Manaus (AM) — A Polícia Militar do Amazonas (PMAM) abriu um Inquérito Policial Militar (IPM) para apurar a conduta de policiais envolvidos na apreensão de instrumentos sagrados durante uma celebração de matriz africana no bairro Cidade Nova, zona Norte de Manaus. A ação, conduzida pela Diretoria de Justiça e Disciplina (DJD) da corporação, foi motivada por graves acusações de intolerância religiosa ocorridas entre a noite de sábado (27) e a madrugada de domingo (28).
O episódio aconteceu no Centro Religioso Mina Jejê-Nagô Nossa Senhora da Conceição, durante os tradicionais Festejos de São João e do Turco Jatuarana. Segundo a PM, equipes foram acionadas até o local após receberem denúncias de perturbação do sossego. Na calçada do templo, iniciou-se uma discussão entre o capitão Ângelo Alcolumbre e o responsável pelo terreiro, o sacerdote e advogado Heriberto Sena Júnior, sobre os procedimentos adotados durante a fiscalização.
Invasão ao templo e apreensão de tambores batás
Imagens gravadas por frequentadores e amplamente divulgadas nas redes sociais mostram os policiais militares entrando no espaço e recolhendo os instrumentos utilizados no ritual religioso, entre eles três tambores batás e um xequerê, mesmo sem a apresentação de um mandado judicial.
Durante a ação, Heriberto Sena Júnior criticou duramente a entrada dos policiais no espaço religioso e classificou a medida como uma violação direta à liberdade de culto garantida por lei.
“Ele está entrando dentro de um local sagrado.

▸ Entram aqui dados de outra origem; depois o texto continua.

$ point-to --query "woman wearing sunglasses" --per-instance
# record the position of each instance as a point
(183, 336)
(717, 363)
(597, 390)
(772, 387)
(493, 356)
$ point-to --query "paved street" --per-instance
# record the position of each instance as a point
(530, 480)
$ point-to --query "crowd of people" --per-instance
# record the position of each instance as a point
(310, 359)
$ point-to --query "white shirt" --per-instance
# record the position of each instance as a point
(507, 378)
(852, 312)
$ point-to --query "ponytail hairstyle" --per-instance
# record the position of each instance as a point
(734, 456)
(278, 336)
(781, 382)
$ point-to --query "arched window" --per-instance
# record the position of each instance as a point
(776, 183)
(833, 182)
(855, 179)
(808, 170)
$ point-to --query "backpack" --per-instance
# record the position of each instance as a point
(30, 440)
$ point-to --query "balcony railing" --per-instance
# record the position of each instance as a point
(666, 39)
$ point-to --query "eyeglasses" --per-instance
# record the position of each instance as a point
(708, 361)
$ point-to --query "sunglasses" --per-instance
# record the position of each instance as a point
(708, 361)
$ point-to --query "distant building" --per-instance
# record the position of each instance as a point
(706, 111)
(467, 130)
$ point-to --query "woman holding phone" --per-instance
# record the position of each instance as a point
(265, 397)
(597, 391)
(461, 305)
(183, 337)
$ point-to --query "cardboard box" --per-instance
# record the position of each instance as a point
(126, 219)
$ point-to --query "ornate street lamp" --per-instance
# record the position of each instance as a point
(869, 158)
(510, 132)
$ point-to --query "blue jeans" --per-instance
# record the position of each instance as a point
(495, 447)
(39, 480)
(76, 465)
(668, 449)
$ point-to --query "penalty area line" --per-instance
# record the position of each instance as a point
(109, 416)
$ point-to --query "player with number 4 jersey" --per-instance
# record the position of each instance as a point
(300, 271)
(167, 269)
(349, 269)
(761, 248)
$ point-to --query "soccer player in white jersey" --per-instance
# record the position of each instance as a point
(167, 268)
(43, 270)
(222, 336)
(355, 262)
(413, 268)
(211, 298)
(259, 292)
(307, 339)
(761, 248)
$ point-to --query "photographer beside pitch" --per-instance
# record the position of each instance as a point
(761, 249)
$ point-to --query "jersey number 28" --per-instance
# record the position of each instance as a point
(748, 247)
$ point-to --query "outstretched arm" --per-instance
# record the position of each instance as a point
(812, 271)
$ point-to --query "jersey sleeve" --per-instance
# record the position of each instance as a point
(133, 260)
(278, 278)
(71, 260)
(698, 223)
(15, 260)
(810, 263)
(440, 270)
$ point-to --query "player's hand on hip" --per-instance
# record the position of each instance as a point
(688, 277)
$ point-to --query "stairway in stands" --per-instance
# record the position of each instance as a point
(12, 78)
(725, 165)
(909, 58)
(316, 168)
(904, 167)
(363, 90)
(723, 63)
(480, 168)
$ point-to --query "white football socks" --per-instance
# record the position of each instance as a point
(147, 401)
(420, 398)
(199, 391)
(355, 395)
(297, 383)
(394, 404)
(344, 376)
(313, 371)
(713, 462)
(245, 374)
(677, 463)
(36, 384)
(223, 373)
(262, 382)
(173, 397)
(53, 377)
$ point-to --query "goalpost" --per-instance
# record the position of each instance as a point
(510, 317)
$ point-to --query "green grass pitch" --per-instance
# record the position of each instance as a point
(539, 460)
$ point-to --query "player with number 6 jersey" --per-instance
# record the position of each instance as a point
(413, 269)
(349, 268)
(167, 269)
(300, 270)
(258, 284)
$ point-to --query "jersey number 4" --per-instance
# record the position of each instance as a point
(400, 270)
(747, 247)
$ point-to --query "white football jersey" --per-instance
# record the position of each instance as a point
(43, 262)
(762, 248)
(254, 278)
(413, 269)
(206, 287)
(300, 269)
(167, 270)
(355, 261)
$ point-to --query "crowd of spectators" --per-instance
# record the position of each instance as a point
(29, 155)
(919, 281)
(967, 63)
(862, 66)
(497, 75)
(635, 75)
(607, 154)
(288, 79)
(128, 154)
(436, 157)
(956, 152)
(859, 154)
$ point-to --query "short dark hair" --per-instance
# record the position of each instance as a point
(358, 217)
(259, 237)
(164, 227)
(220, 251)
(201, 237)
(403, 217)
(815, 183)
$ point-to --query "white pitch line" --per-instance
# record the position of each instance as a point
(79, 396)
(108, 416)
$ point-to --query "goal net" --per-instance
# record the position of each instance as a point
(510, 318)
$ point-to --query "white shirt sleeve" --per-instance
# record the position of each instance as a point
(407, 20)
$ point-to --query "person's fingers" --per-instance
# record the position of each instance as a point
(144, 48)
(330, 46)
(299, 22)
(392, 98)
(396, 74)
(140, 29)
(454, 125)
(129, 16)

O Estado está invadindo um templo religioso para apreender instrumentos religiosos”, afirmou o sacerdote durante a ocorrência.
Segundo Heriberto, a celebração acontece apenas uma vez por ano e não recebeu o mesmo tratamento ou tolerância dados a eventos de outras denominações que ocorrem regularmente na mesma região. “Eu só faço essa festa uma vez no ano. Isso se chama intolerância religiosa”, declarou. Após o recolhimento dos materiais, participantes informaram que pretendiam continuar o rito, ao que o oficial respondeu no vídeo: “Bora ver se vai continuar”.
Denúncia no MPF por racismo religioso e devolução
Diante do ocorrido, os participantes da cerimônia formalizaram uma denúncia junto ao Ministério Público Federal (MPF), alegando a prática de racismo religioso, injúria racial e abuso de autoridade por parte da guarnição.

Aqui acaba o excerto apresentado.